Stimulation of C 3 crop yield by rising concentrations of atmospheric carbon dioxide ([CO 2 ]) is widely expected to counteract crop losses that are due to greater drought this century. But these expectations come from sparse field trials that have been biased towards mesic growth conditions. This eight-year study used precipitation manipulation and year-to-year variation in weather conditions at a unique open-air field facility to show that the stimulation of soybean yield by elevated [CO 2 ] diminished to zero as drought intensified.

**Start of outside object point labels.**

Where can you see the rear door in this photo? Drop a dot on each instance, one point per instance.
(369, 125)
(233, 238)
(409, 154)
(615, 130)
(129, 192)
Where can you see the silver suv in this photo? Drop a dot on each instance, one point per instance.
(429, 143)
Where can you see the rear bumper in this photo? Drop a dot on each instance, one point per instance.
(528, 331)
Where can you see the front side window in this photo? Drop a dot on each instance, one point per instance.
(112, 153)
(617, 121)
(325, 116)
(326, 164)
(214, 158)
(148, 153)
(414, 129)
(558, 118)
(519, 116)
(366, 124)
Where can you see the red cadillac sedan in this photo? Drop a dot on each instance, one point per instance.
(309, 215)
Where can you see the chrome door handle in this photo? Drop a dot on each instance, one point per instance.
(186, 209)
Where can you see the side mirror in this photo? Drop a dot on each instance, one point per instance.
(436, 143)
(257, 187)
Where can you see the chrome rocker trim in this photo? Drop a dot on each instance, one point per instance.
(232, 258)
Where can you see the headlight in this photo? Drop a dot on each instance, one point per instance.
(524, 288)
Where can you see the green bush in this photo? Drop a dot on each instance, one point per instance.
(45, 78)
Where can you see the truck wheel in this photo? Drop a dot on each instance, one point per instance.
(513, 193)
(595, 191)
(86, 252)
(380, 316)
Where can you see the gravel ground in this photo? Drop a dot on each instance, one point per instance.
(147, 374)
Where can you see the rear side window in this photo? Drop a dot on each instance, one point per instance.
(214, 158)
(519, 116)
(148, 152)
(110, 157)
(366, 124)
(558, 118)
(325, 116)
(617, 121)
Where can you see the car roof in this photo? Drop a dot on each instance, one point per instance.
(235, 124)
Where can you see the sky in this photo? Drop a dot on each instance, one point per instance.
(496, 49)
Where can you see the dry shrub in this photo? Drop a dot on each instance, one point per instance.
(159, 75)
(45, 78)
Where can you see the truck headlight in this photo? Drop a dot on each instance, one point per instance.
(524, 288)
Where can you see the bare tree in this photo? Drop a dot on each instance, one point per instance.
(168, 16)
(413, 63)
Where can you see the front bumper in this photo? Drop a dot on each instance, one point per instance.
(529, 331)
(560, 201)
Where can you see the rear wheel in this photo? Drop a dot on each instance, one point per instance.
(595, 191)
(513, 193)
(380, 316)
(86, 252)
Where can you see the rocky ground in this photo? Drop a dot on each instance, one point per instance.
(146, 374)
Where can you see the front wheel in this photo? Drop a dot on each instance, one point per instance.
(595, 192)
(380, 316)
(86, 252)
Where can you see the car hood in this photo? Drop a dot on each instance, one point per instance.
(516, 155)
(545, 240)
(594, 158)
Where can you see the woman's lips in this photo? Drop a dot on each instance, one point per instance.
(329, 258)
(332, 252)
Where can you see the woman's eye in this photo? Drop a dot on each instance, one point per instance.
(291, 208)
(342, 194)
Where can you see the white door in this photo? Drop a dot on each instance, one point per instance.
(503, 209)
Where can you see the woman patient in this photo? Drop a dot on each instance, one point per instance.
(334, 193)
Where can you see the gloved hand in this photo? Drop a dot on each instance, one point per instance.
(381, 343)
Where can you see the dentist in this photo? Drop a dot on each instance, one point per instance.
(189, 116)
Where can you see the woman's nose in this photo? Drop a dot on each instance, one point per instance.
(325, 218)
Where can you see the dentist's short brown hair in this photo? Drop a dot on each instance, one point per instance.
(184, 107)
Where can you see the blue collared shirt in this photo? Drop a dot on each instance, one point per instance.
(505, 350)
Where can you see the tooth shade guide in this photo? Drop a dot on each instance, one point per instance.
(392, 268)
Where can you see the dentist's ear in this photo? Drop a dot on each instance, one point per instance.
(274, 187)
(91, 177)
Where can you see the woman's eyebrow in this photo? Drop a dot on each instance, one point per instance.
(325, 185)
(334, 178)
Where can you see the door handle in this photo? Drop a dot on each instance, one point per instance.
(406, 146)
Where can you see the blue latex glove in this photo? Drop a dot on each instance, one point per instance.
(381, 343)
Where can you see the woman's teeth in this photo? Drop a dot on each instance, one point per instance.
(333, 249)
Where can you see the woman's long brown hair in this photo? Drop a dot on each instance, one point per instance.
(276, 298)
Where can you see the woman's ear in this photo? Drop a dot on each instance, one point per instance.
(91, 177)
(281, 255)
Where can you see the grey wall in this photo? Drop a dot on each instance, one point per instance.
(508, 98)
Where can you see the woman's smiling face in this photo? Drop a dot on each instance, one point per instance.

Contrary to the prevalent expectation in the literature, rising [CO 2 ] did not counteract the effect of strong drought on photosynthesis and yield because elevated [CO 2 ] interacted with drought to modify stomatal function and canopy energy balance. This new insight from field experimentation under hot and dry conditions, which will become increasingly prevalent in the coming decades, highlights the likelihood of negative impacts from interacting global change factors on a key global commodity crop in its primary region of production. The predicted rise in CO 2 levels during this century is expected to stimulate crop yields, offsetting losses from greater drought. But this study, using free-air CO 2 enrichment, shows soybean yield gains dropping to zero as drought stress increased.